Higgs: I think conditions are different this time, partly because the configuration of power in the world as a whole is different. The wars that we may get in now are wars like attacks on Iran. That’s a very different thing from the United States and its allies going to war against Germany, Japan and their allies in World War II.
Higgs: But those were powerful nation states that could really put up a fight. The U.S. makes war now against people that it would appear it’s bound to defeat, and yet it can’t. That’s a kind of paradox of the U.S. empire, that it loses all of these wars of empire, because what it tries to do is impose its will on societies that don’t want to be subjects of the United States, and so they keep sabotaging U.S. control of their societies in one way or another until finally the political will wears down among the American political establishment and they give it up or make some kind of arrangement like the one in Korea. But it always ends. The shooting stops and life goes on. But these post World War II wars have all been – even though Korea and Vietnam were not negligible in any sense, but relative to World War II much smaller affairs and aimed at much different objectives, I think. This was not the same situation Roosevelt was confronting in 1939 at all, and I don’t think it will play out the same either. If, for example, the U.S. does go ahead with or without Israel to attack Iran, what I would expect is a massive outpouring all over the world of opposition to that, just as there was sooner or later great opposition to the U.S. attack on Iraq, and that will provide some constraint on what the U.S. does and some encouragement for it to back away. Again, I think that these little kind of palace wars that are dreamed up by neocon schemers for the most part, who have inside connections, are quite different from the world wars in so many ways that it’s hard to draw a parallel.
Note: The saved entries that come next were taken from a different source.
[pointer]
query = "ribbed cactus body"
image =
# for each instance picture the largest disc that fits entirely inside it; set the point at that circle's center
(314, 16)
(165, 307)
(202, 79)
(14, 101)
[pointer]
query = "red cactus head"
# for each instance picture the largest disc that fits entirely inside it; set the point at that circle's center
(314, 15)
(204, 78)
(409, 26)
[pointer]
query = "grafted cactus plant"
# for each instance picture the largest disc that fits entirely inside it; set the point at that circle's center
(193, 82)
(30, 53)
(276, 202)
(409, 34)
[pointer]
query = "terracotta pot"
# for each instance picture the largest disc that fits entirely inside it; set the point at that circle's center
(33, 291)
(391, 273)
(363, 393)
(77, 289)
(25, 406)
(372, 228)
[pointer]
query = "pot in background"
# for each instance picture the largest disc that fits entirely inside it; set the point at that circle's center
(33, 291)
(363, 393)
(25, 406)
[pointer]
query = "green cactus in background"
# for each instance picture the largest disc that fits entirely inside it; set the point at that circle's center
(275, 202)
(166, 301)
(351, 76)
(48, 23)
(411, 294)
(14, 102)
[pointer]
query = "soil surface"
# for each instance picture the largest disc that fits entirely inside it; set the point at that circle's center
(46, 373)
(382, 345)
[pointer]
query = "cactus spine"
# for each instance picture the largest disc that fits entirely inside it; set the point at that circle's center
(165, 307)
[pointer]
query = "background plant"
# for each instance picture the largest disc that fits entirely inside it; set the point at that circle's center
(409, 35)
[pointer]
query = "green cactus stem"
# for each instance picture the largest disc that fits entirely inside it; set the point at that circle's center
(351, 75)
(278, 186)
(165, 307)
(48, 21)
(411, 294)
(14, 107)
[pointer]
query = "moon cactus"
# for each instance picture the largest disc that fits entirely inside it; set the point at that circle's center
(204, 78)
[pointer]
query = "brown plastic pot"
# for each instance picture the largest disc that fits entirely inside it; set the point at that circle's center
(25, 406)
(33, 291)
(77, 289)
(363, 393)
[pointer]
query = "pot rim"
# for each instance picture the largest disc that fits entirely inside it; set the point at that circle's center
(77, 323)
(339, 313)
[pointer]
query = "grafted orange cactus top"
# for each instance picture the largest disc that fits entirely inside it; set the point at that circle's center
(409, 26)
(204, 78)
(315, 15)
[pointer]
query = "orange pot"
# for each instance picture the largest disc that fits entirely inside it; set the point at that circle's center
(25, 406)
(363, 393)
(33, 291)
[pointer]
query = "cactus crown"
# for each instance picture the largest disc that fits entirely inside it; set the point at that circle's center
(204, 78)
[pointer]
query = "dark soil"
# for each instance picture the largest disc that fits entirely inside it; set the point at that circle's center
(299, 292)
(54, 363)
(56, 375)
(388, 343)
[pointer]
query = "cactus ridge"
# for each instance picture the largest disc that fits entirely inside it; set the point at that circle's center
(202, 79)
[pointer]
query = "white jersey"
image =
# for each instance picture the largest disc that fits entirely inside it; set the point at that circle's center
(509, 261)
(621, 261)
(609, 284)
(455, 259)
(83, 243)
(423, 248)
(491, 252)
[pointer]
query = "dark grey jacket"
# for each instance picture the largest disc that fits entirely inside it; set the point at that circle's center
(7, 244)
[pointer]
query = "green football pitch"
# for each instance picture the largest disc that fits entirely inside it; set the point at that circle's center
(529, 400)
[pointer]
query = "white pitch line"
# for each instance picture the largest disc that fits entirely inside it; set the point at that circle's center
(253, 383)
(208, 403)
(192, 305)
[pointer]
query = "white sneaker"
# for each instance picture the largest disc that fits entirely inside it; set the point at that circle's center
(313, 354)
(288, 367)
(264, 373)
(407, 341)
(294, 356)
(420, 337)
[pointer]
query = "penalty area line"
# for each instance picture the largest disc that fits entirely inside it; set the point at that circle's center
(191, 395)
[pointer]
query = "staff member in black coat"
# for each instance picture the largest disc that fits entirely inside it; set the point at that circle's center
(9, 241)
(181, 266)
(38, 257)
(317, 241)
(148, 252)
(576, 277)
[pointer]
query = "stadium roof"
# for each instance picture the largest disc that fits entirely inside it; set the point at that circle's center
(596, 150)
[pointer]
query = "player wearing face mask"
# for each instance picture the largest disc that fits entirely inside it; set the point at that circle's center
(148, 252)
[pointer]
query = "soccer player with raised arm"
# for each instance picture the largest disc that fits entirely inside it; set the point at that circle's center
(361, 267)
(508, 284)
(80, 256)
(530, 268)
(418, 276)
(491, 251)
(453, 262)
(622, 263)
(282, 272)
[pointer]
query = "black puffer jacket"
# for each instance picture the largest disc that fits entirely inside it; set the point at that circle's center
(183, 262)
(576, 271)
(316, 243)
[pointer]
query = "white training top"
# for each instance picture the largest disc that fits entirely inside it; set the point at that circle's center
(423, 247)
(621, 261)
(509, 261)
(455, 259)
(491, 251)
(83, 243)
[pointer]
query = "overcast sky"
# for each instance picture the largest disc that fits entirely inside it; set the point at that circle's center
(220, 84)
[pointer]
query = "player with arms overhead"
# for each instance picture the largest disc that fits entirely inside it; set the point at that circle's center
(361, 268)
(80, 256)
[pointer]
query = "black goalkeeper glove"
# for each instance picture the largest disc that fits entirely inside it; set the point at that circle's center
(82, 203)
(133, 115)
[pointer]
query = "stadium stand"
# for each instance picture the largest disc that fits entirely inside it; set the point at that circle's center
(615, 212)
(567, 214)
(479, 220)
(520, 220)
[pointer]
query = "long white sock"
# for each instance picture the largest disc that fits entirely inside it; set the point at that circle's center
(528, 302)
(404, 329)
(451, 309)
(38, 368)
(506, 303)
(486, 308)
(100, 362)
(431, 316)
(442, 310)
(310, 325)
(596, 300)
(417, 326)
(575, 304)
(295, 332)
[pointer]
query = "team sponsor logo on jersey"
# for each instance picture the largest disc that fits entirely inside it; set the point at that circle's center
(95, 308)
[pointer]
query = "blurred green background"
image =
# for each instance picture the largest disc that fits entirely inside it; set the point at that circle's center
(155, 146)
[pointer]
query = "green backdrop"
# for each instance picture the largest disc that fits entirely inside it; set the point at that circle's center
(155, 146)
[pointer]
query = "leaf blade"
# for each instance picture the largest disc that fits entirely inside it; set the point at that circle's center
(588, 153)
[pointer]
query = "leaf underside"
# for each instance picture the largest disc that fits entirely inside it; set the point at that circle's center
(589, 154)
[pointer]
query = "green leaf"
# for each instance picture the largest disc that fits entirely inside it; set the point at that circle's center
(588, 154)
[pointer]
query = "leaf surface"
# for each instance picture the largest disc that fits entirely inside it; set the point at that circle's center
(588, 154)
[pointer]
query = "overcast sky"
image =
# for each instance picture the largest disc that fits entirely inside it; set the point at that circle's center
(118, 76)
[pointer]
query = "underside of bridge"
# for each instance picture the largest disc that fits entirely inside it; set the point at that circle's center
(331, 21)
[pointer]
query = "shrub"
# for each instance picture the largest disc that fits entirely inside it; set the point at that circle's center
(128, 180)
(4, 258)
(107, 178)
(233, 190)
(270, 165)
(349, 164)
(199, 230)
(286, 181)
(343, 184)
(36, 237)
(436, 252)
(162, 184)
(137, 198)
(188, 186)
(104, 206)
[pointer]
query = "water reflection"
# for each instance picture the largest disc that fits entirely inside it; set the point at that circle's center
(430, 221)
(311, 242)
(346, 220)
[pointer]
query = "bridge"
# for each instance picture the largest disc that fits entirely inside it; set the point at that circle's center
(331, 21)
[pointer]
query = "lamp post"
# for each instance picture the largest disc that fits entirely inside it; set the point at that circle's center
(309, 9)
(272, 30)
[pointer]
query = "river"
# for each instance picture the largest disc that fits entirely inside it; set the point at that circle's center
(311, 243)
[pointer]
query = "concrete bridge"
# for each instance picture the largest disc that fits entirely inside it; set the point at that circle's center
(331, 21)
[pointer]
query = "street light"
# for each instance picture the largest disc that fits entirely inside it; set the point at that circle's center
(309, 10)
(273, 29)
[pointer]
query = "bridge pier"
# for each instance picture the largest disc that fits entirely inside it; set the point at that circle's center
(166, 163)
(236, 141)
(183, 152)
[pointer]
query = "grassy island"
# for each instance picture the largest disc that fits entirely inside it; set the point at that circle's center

Horton: So you think that if it really did come to, I don’t know, record unemployment and a horrible 1930-style situation, that at that point that’s where they’ll have to realize and give the empire up rather than going crazy like FDR and expanding it.
Higgs: Not give it, but cut back on it I think.
Horton: Yeah. At least. Well, hopefully starting with Pakistan, Afghanistan, Iraq and Somalia, for their sakes. Thanks so much for your time, Bob, and your wisdom. Appreciate it.
Higgs: You’re welcome, Scott.
Horton: Everybody, that’s the great Bob Higgs, author of Crisis and Leviathan and Depression, War, and Cold War, Independent.org.